Document Management: A Primer

Tools for recordkeeping are more sophisticated than ever as the need for these capabilities grows.

By Facility Executive Staff
From the February 2018 Issue

As the work of facility management has become increasingly intertwined with the organization overall, many in the profession have discovered the need to have quick access to facility related records and documentation. Whether the task at hand calls for sharing construction documents with a hired consulting firm or sending a record of a building or equipment inspection to a colleague outside the facilities department, having a dependable recordkeeping system in place is becoming a necessity for many.

document managementHere is an overview of a global standard to consider, whether launching a system or evaluating an existing framework. These practices below are from ARMA International, a not-for-profit professional association and a global authority on governing information as a strategic asset.

The Generally Accepted Recordkeeping Principles® (Principles) constitute a generally accepted global standard that identifies the critical hallmarks and a high-level framework of good practices for information governance. Published by ARMA International in 2009 and updated in 2017, the Principles are grounded in practical experience and based on extensive consideration and analysis of legal doctrine and information theory. They are meant to provide organizations with a standard of conduct for governing information and guidelines by which to judge that conduct.

Principle of Accountability: A senior executive (or a person of comparable authority) shall oversee the information governance program and delegate responsibility for information management to appropriate individuals.

Principle of Transparency: An organization’s business processes and activities, including its information governance program, shall be documented in an open and verifiable manner, and that documentation shall be available to all personnel and appropriate, interested parties.

Principle of Integrity: An information governance program shall be constructed so the information assets generated by or managed for the organization have a reasonable guarantee of authenticity and reliability.

Principle of Protection: An information governance program shall be constructed to ensure an appropriate level of protection to information assets that are private, confidential, privileged, secret, classified, essential to business continuity, or that otherwise require protection.

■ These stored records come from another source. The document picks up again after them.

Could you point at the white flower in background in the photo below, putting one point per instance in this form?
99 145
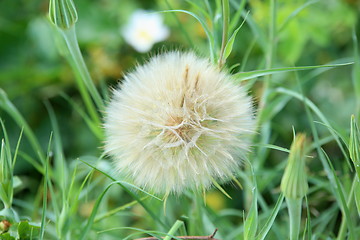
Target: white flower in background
144 29
178 123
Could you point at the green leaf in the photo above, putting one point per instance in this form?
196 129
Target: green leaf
259 73
6 236
205 27
270 221
230 43
251 222
26 230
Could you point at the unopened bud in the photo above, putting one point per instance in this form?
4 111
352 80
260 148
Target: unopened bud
62 13
294 181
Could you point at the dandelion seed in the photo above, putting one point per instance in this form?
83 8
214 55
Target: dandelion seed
144 29
178 123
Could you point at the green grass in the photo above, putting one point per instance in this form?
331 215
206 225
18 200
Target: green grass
57 184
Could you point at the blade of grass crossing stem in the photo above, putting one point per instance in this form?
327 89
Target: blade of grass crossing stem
208 33
343 204
17 147
326 162
235 19
180 25
45 194
251 221
240 76
8 107
225 30
357 194
174 229
295 13
335 184
316 110
200 9
98 202
230 42
354 145
80 66
356 71
151 213
118 209
155 234
91 219
60 174
7 142
308 219
270 221
74 206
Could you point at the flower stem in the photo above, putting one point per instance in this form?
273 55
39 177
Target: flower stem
84 81
294 208
226 20
350 202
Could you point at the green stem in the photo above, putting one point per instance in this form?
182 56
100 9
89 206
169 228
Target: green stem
173 229
270 51
86 85
226 20
294 208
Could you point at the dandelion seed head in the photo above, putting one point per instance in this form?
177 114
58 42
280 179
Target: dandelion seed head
178 123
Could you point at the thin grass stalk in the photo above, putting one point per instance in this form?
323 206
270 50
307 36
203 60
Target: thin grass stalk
294 209
226 21
350 203
86 85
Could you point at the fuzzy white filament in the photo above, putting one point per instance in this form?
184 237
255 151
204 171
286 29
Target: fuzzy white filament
178 123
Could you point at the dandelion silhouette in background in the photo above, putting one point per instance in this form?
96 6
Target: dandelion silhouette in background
178 123
144 29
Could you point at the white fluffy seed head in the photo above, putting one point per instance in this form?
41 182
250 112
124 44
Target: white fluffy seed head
178 123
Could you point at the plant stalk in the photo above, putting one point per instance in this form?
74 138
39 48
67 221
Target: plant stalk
294 208
226 20
86 85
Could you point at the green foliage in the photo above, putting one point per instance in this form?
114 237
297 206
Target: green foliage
300 65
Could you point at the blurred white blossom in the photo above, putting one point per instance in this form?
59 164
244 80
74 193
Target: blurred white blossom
144 29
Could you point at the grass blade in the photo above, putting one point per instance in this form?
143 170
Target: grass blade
259 73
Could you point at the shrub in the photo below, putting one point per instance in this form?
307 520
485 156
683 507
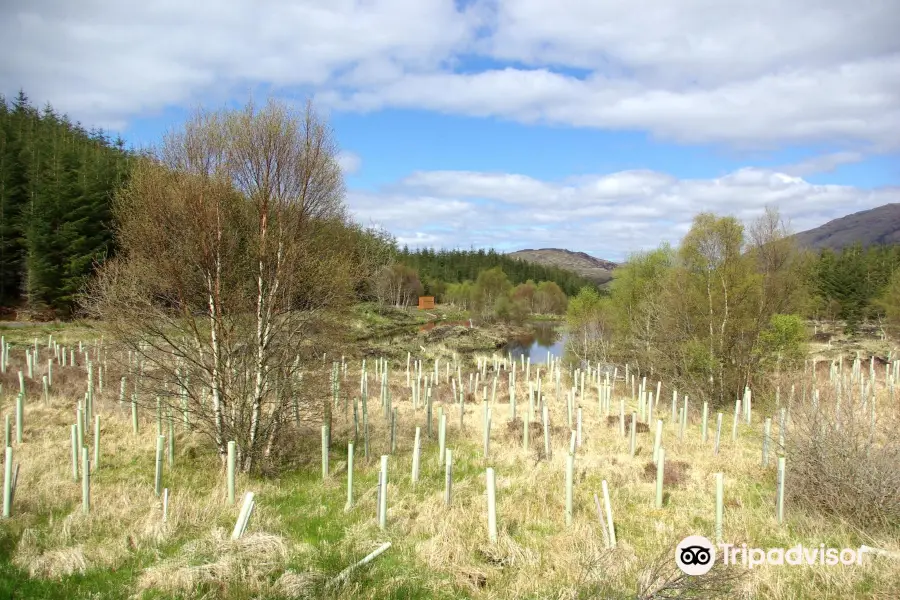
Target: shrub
842 460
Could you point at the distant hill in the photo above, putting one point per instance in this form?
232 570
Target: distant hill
589 267
869 227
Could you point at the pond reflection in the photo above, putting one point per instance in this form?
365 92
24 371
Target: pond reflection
542 338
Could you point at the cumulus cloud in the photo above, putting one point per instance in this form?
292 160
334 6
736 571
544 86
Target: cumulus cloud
350 162
743 72
605 215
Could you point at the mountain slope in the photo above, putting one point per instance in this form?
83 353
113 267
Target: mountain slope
869 227
590 267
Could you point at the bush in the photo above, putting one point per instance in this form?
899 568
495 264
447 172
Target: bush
842 462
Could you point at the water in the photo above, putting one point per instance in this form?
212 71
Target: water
542 338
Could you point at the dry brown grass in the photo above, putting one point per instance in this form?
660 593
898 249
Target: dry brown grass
446 550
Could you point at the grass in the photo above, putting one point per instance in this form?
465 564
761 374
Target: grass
300 536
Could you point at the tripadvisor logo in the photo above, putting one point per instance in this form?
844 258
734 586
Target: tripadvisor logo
695 555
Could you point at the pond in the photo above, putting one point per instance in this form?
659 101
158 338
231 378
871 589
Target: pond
543 338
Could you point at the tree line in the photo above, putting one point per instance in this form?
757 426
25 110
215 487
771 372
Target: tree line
729 305
439 268
56 184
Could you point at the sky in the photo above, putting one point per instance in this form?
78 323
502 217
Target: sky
601 126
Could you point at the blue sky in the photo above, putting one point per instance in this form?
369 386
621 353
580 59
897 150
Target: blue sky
595 125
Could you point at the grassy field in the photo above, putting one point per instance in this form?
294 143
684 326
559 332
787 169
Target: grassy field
300 536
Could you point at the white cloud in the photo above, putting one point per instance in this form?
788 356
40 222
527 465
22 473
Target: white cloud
350 162
742 72
823 164
605 215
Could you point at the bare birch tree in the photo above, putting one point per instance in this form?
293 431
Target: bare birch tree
233 239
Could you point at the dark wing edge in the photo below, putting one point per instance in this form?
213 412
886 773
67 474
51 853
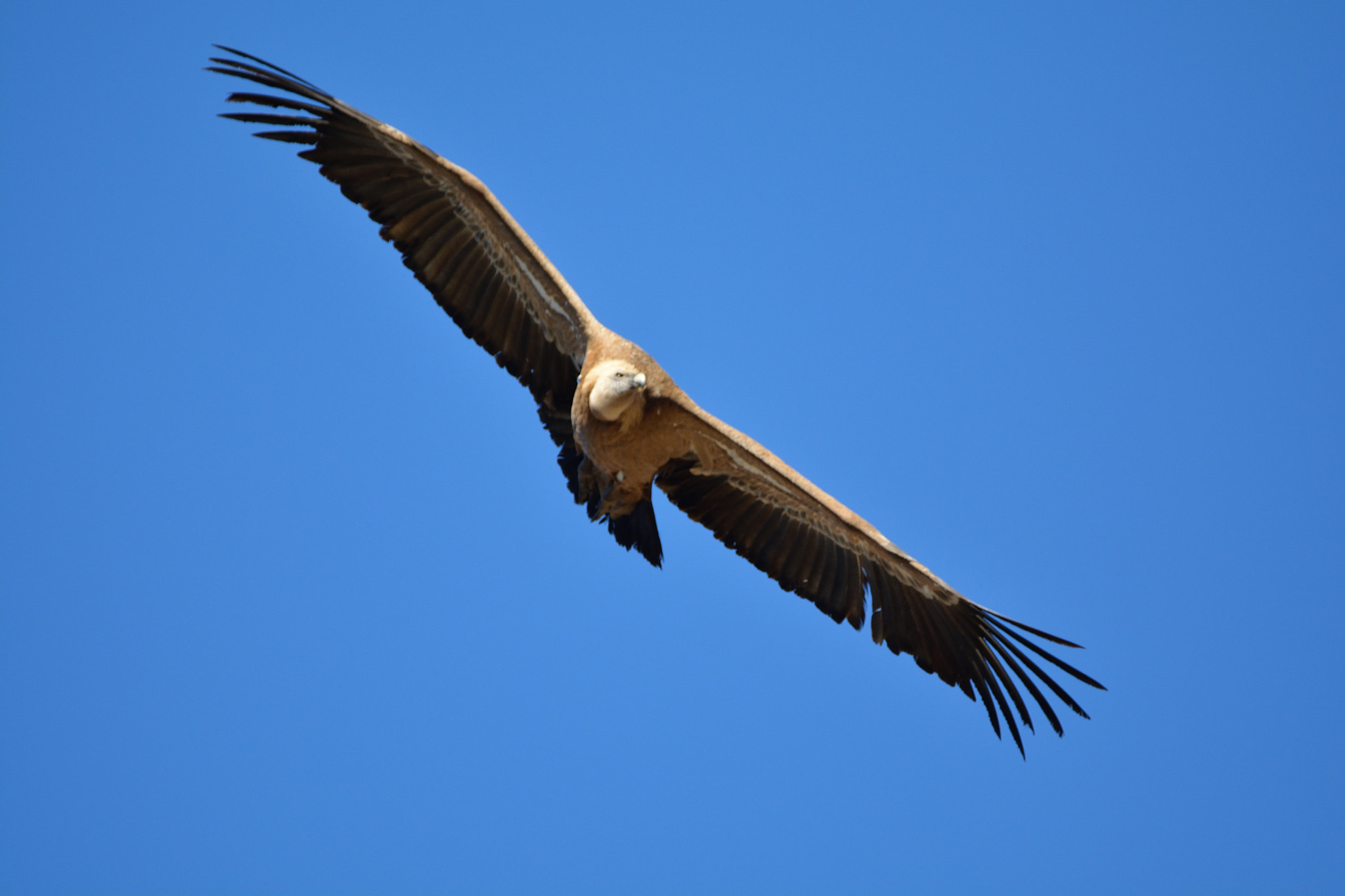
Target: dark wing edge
816 547
458 240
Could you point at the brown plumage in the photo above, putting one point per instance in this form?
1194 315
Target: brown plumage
622 423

Principle of Compliance: An information governance program shall be constructed to comply with applicable laws, other binding authorities, and the organization’s policies.

Principle of Availability: An organization shall maintain its information assets in a manner that ensures their timely, efficient, and accurate retrieval.

Principle of Retention: An organization shall maintain its information assets for an appropriate time, taking into account its legal, regulatory, fiscal, operational, and historical requirements.

Principle of Disposition: An organization shall provide secure and appropriate disposition for information assets no longer required to be maintained, in compliance with applicable laws and the organization’s policies.

Further, ARMA offers the Information Governance Maturity Model (Maturity Model), based on the Principles, as well as the extant standards, best practices, and legal/regulatory requirements that surround information governance. The Maturity Model is meant to be deployed as a quality improvement tool, and it describes for each Principle the characteristics of effective information governance at five distinct levels of development: substandard, in development, essential, proactive, transformational.

ARMA International is a not-for-profit professional association and a global authority on governing information as a strategic asset. Formed in 1955 and located in Overland Park, KS, ARMA International’s mission is to provide information professionals the resources, tools, and training they need to effectively manage information assets within an established information governance (IG) framework. The association created the Generally Accepted Recordkeeping Principles® and the Information Governance Maturity Model, and it publishes Information Management magazine.